姜秀垂眸咬了咬唇,一副很不甘心的样子,忽然松开。宁疏狂以为逃过一劫了,未曾想下一刻被整个扛起,他震惊了。
咻咻,救救哥哥!宁疏狂试图向妹妹伸手。
咻咻走到糊涂妖面前,戳了戳它,“我们去玩儿吧。”
糊涂妖:“玩什么?”
咻咻:“就和平时那样,我选一株灵材,吊在你面前,但是你无论如何也吃不到。”
这就是姜秀对糊涂妖的惩罚之一。虽然她知道糊涂妖忘记那么重要的事是因为剧情,可她就是不讲道理。和一个痛失所爱的人讲道理?简直找死。
糊涂妖垂头丧气地往外走。
宁疏狂不知道姜秀要带他去哪里,眼睁睁看着咻咻和糊涂妖和他分道扬镳。
直到他后背一震,似乎被姜秀丢进了什么地方。接着又见她跃了进来,拉上盖子。
很黑。
宁疏狂咽了咽唾沫:“秀秀仙子,我们……”
“叫秀秀。”她幽幽地说。
“秀秀。”宁疏狂不敢动,“我们在哪里啊?”
一盏灯亮了起来,在他右侧。不是灯,是一个琉璃笼子里装了个会发亮的果实,映得她的脸像披上一层薄纱,“棺材里。”

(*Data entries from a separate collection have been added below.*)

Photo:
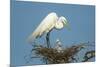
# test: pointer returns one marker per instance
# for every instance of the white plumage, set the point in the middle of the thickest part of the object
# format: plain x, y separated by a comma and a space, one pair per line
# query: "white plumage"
50, 22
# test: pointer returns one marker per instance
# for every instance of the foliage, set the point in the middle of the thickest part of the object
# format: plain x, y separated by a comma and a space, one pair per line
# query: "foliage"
51, 56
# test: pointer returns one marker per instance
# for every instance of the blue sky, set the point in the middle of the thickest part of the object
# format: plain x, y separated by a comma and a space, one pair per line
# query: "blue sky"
25, 17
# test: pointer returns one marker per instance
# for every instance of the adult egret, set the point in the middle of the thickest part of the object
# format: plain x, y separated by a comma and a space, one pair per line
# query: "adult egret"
50, 22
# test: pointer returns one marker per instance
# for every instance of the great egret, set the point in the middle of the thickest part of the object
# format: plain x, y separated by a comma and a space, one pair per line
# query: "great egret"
50, 22
58, 46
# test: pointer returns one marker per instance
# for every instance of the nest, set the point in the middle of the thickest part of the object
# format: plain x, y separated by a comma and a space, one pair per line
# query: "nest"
53, 56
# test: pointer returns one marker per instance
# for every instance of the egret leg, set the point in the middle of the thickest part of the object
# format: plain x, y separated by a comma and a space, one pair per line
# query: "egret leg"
48, 39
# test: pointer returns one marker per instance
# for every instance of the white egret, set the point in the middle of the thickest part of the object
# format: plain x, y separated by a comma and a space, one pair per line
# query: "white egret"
58, 46
50, 22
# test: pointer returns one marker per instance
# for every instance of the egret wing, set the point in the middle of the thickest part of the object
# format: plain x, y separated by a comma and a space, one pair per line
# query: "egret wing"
45, 26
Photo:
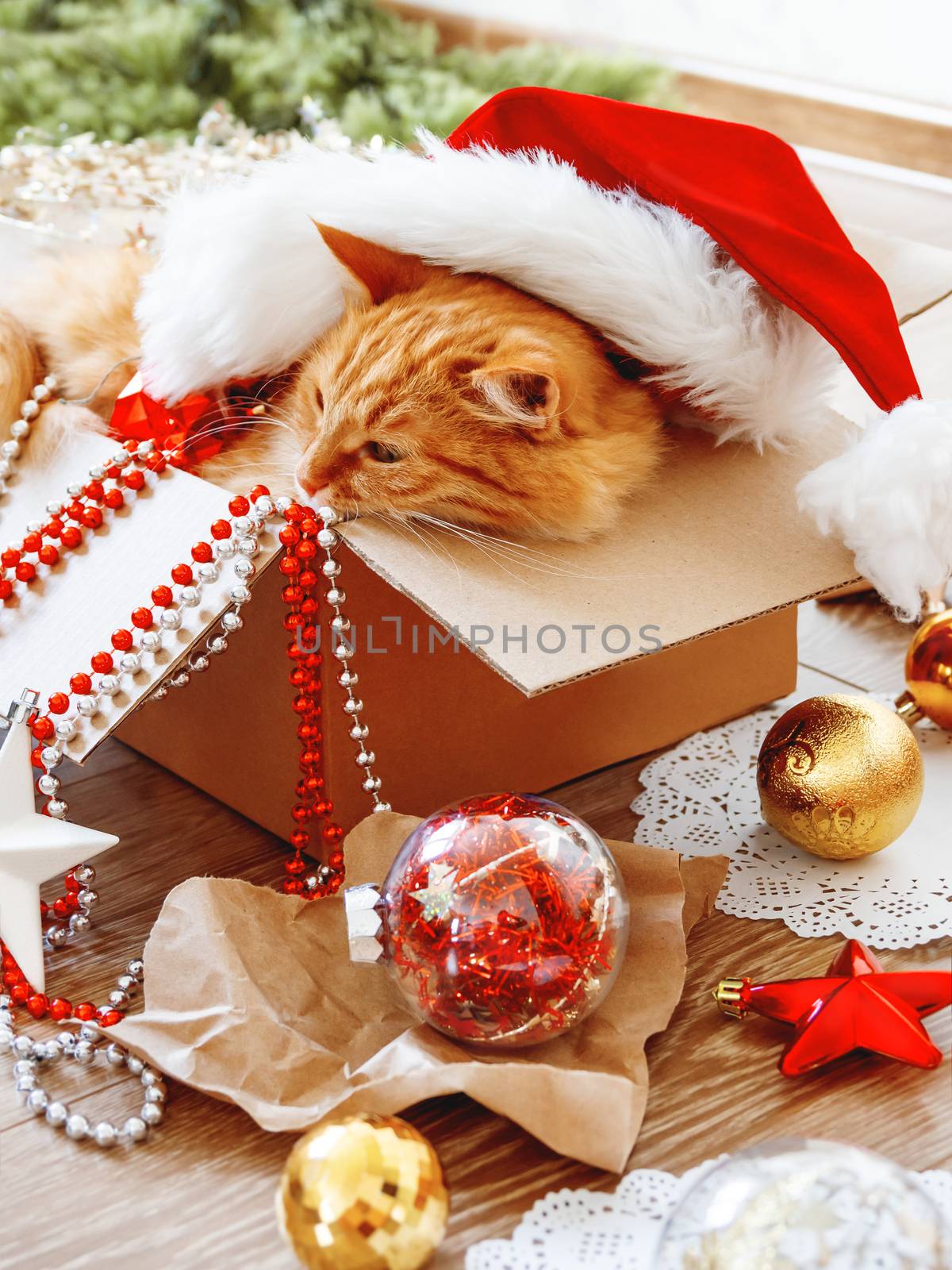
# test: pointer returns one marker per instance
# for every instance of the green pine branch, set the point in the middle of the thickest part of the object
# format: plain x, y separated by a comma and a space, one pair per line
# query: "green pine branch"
152, 67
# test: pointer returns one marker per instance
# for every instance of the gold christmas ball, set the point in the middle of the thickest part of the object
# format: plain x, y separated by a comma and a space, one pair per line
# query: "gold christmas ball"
839, 776
930, 672
363, 1193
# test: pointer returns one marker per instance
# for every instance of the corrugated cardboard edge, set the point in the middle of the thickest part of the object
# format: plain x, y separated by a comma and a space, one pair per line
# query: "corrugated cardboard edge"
478, 651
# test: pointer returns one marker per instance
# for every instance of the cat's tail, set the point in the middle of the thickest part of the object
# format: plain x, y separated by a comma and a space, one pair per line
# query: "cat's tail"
21, 368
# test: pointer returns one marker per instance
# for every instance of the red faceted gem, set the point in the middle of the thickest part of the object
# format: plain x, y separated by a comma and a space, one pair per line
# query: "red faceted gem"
38, 1005
140, 417
42, 728
137, 416
857, 1005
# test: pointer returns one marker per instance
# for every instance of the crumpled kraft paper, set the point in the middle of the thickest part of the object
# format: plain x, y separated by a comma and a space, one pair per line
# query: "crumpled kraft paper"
251, 997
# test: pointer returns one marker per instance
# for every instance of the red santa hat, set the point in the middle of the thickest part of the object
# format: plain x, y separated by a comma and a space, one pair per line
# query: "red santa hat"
700, 247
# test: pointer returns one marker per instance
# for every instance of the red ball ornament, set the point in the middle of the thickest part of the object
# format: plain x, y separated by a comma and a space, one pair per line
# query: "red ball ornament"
503, 920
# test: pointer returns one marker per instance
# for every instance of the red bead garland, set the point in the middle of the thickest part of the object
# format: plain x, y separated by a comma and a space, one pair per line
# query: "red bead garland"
313, 808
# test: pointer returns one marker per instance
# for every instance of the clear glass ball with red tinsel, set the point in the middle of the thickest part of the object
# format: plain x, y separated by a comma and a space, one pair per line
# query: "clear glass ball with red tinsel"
505, 920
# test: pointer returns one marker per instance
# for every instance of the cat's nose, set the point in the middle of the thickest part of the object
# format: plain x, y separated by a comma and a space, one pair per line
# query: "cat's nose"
311, 482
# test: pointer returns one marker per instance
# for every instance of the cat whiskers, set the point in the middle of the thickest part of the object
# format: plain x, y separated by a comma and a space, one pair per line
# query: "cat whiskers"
404, 526
505, 549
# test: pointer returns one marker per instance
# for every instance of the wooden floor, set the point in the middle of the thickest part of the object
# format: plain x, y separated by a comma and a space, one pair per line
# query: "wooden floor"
200, 1194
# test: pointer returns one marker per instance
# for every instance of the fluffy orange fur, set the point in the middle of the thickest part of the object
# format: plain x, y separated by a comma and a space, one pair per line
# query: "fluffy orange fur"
452, 397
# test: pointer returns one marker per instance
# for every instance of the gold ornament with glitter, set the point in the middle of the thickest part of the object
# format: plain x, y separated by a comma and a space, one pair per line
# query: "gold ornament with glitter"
839, 776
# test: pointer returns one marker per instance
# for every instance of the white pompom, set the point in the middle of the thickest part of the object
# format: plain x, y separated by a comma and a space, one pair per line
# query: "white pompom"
890, 499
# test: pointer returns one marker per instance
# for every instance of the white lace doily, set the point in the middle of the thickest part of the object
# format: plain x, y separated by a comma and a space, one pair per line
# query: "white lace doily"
701, 799
617, 1230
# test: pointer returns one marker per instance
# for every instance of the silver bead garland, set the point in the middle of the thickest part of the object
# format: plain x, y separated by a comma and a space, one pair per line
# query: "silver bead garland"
86, 1047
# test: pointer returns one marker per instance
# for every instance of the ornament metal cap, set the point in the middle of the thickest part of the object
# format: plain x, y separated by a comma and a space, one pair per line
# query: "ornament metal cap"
363, 922
729, 996
908, 709
22, 710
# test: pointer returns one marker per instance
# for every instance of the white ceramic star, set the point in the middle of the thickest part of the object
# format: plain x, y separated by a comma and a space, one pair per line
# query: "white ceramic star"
33, 848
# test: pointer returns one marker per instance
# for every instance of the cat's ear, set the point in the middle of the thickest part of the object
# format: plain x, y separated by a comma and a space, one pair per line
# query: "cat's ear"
384, 273
520, 395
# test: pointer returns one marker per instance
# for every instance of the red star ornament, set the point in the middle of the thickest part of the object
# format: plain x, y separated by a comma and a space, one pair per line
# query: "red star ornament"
856, 1006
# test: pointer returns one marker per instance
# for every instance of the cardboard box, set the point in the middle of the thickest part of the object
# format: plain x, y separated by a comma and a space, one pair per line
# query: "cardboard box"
564, 672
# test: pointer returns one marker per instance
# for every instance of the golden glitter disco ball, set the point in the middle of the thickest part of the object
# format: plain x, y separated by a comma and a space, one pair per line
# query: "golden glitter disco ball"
839, 776
363, 1193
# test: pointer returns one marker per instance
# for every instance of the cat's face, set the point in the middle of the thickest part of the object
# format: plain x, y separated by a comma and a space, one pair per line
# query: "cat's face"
463, 399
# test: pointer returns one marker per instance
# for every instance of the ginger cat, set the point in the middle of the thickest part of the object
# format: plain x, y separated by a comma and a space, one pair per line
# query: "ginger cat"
437, 395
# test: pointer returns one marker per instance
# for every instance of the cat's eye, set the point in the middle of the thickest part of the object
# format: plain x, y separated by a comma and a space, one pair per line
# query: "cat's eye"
381, 454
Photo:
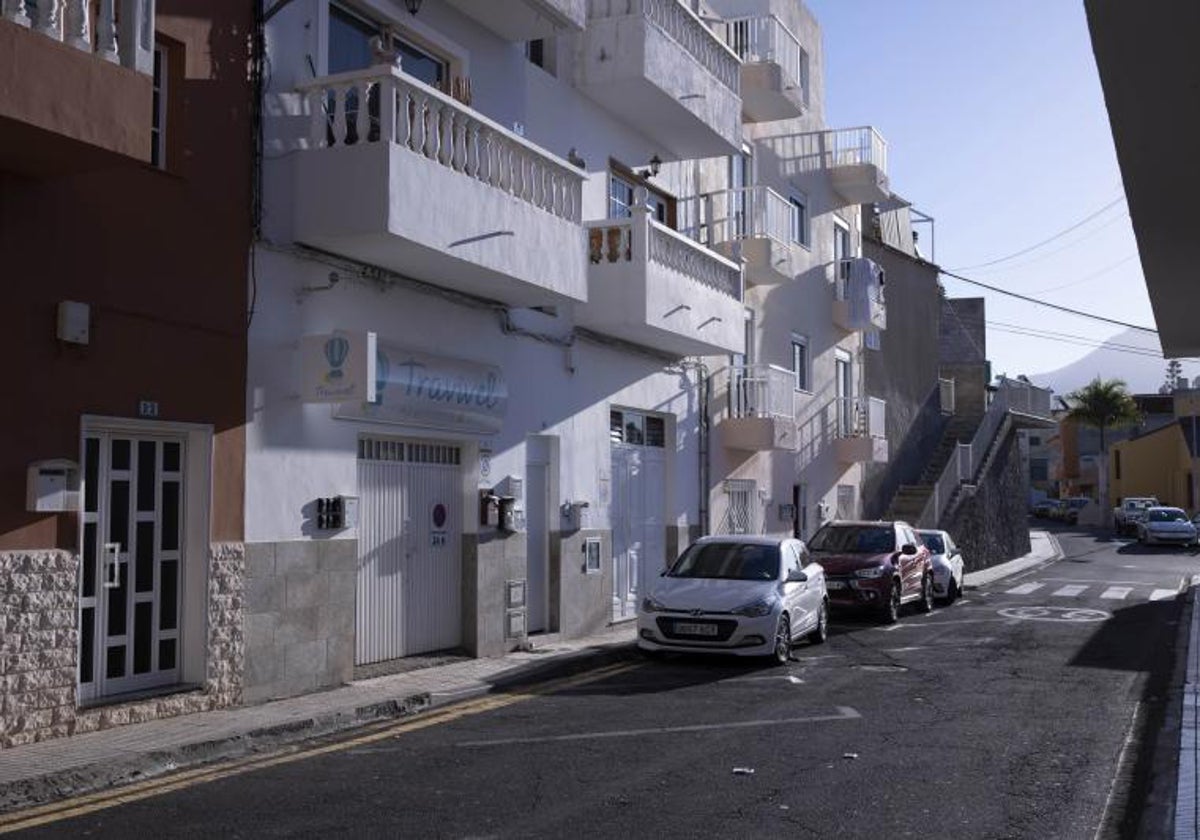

宁疏狂:“……”真的假的?他打量起周围,确实很像是在棺材里。但有这么大的棺材吗?
“这棺材是你亲手做的。”姜秀说,“你不在之后我就不睡这里了。”
宁疏狂看她,“睡哪里?”
“哪里都睡不安稳。”她常被梦惊醒。或者被眼泪淹醒。
宁疏狂:“你真的觉得我是他吗?”
“不用觉得。”她的发披散在枕头上,眼睛像轻易就会碎掉的珠子,“我找了你三千年。”
“三千年……”从她口中说出好像很短。
“睡一觉吧。”姜秀捏碎荧光果,“你也累了。”
还别说,这棺材里够黑,眼前黑漆漆的,很快睡意便涌上来了。
宁疏狂忽觉冰凉的唇埋进了颈窝,她抱住他的胳膊,十指交叉,紧扣着。
过了一会儿,宁疏狂:“你睡着了吗?”
“没有。”姜秀很直白,“我想睡你。”
宁疏狂:“……”
“还想吃掉你。”她说,“把你吃进胃里,你就不会离开我了。”
宁疏狂喉结滑动:“……”
她轻轻笑了声,“吓到你了?拿掉一魂一魄之后我就很容易烦躁,也很容易饿。”
宁疏狂感觉她的手摸到自己的脸,转向她那边。然后是几个细密的吻,“所以与其被我吃掉,不如被我睡,对吧?”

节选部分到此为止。